I've also opened a new Sev-5 bug 4578 commenting some ideas to provide a better and more detailed feedback back to the users/admins under OOM conditions: catching when oom-killer actually kills a process, potentially append the syslog kernel info when a process is killed and report the memory.stats disaggregated info when these events happen.
Comment 24 David Matthews 2018-01-05 03:27:21 MST
(In reply to Alejandro Sanchez from comment #23)
> With this commit I am going ahead
> and close this bug since that was the original concern with the user
> community.

Our issue is not just the message - it's that fact that jobs are failing which should have succeeded. Please see bug 3831 which was closed as a duplicate of this bug. This is certainly not a sev 5 issue for us. I suggest 3831 should be re-opened.
Comment 25 Alejandro Sanchez 2018-01-05 03:57:37 MST
(In reply to David Matthews from comment #24)
> (In reply to Alejandro Sanchez from comment #23)
> > With this commit I am going ahead
> > and close this bug since that was the original concern with the user
> > community.
> 
> Our issue is not just the message - it's that fact that jobs are failing
> which should have succeeded. Please see bug 3831 which was closed as a
> duplicate of this bug. This is certainly not a sev 5 issue for us. I suggest
> 3831 should be re-opened.

What is wrong with the updated message?

alex@ibiza:~/t$ srun --mem=900M dd if=/dev/zero of=/home/alex/t/file bs=1MB count=1k conv=fdatasync
1024+0 records in
1024+0 records out
1024000000 bytes (1.0 GB, 977 MiB) copied, 3.40383 s, 301 MB/s
slurmstepd-compute1: error: Step 20002.0 hit memory+swap limit at least once during execution. This may or may not result in some failure.
srun: error: compute1: task 0: Out Of Memory
alex@ibiza:~/t$ sacct -j 20002
       JobID    JobName  Partition    Account  AllocCPUS      State ExitCode 
------------ ---------- ---------- ---------- ---------- ---------- -------- 
20002                dd         p1      acct1          2 OUT_OF_ME+    0:125 
alex@ibiza:~/t$

It clearly states that the usage hit the limit at some point (which is totally true), but it also states that this may or may _not_ result in some failure (which is also true). It doesn't state that this is 100% an error, and it depends on whether the Kernel succeed to reclaim unused pages and OOM-Killer didn't actually trigger. 

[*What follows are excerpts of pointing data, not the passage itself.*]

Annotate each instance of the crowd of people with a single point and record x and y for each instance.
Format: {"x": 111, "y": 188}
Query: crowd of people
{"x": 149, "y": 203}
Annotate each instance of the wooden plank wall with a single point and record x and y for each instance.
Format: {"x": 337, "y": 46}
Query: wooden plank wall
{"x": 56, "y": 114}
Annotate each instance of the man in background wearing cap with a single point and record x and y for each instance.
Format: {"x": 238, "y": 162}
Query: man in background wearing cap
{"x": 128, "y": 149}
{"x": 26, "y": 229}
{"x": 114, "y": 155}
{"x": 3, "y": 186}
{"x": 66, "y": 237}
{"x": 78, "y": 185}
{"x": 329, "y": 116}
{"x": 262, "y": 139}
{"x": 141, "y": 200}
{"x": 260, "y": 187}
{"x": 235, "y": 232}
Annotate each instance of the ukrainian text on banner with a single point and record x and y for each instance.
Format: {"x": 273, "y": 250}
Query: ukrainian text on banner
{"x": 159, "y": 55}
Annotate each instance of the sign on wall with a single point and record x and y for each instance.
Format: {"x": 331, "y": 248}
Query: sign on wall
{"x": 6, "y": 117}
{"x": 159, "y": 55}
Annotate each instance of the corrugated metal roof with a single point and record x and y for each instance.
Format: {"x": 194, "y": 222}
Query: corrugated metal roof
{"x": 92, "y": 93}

Note the sacct State OUT_OF_MEMORY doesn't mean that the job failed, just that the usage hit the limit at some point during execution and note also that the ExitCode is 0 (sucess). So don't understand why you state that the jobs are failing.

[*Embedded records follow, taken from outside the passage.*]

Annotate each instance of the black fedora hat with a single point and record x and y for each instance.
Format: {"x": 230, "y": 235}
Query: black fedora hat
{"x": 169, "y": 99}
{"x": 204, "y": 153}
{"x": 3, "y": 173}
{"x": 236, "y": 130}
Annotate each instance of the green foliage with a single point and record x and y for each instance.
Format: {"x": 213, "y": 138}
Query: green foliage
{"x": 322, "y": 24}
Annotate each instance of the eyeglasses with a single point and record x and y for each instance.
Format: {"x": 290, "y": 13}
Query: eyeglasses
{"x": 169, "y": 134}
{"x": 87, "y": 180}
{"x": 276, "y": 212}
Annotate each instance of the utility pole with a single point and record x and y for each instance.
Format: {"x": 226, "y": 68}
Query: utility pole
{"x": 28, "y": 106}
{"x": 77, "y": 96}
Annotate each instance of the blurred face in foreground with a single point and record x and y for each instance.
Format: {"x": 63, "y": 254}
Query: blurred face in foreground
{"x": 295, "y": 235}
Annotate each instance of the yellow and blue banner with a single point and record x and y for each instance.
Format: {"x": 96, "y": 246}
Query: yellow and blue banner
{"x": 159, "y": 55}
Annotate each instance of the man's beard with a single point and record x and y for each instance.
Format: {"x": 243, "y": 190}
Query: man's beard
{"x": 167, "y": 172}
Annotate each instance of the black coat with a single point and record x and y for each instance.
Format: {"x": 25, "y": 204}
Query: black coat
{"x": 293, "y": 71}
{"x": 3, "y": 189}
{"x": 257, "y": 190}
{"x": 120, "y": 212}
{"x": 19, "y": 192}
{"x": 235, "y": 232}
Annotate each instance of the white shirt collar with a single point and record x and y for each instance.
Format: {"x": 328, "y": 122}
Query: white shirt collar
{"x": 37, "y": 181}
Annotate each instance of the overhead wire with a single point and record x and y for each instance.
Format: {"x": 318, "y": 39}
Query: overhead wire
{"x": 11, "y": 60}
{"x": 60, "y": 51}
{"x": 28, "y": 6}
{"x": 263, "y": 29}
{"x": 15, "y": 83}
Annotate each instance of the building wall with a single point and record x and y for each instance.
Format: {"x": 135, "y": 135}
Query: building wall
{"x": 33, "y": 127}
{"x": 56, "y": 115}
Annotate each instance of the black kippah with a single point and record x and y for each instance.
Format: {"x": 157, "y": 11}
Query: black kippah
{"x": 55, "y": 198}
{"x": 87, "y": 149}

I know the feedback could be improved as per comments in bug 4578, but right now what the message states and what sacct reports in the State and ExitCode fields doesn't seem incorrect to me. Anyhow I am open to suggestions.
Comment 26 David Matthews 2018-01-05 04:09:40 MST
(In reply to Alejandro Sanchez from comment #25)
> Note the sacct State OUT_OF_MEMORY doesn't mean that the job failed, just
> that the usage hit the limit at some point during execution and note also
> that the ExitCode is 0 (sucess). So don't understand why you state that the
> jobs are failing.
> 
> I know the feedback could be improved as per comments in bug 4578, but right
> now what the message states and what sacct reports in the State and ExitCode
> fields doesn't seem incorrect to me. Anyhow I am open to suggestions.

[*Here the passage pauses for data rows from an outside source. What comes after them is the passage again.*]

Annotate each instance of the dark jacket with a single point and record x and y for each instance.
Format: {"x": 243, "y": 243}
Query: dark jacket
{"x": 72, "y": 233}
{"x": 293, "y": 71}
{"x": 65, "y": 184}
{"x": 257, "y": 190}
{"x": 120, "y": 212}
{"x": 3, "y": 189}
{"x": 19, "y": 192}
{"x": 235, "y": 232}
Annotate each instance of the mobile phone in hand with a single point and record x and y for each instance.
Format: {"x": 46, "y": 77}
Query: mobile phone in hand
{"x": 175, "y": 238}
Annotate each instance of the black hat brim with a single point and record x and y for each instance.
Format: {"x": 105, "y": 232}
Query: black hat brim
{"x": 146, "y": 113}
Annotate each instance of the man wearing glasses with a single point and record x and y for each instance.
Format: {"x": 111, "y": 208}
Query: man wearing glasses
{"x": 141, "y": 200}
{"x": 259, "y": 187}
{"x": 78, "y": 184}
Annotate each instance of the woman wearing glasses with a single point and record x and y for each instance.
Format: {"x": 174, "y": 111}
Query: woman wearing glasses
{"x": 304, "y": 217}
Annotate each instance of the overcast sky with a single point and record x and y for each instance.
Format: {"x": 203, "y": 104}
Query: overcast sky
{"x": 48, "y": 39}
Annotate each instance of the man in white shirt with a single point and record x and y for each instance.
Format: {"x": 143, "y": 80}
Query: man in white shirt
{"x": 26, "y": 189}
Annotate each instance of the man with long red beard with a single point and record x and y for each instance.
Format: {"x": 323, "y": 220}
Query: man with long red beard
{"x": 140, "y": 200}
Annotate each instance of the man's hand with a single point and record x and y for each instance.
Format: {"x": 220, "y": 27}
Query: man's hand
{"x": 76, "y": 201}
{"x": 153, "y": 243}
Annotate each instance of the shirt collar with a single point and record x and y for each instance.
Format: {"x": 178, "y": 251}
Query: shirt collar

Please refer to bug 3831. The problem I reported results in jobs in the FAILED state. This has not been addressed as far as I can see.
Comment 27 Alejandro Sanchez 2018-01-05 04:58:12 MST
I've read bug 3831. Problem with current 17.11.2 is that you would like these messages:

slurmstepd-compute1: error: Step 20002.0 hit memory+swap limit at least once during execution. This may or may not result in some failure.
srun: error: compute1: task 0: Out Of Memory

to continue being presented to the user output, but instead of prepended with the word 'error', just show them as a info message. Is that correct?

(In reply to David Matthews from comment #26)
> Please refer to bug 3831. The problem I reported results in jobs in the
> FAILED state. This has not been addressed as far as I can see.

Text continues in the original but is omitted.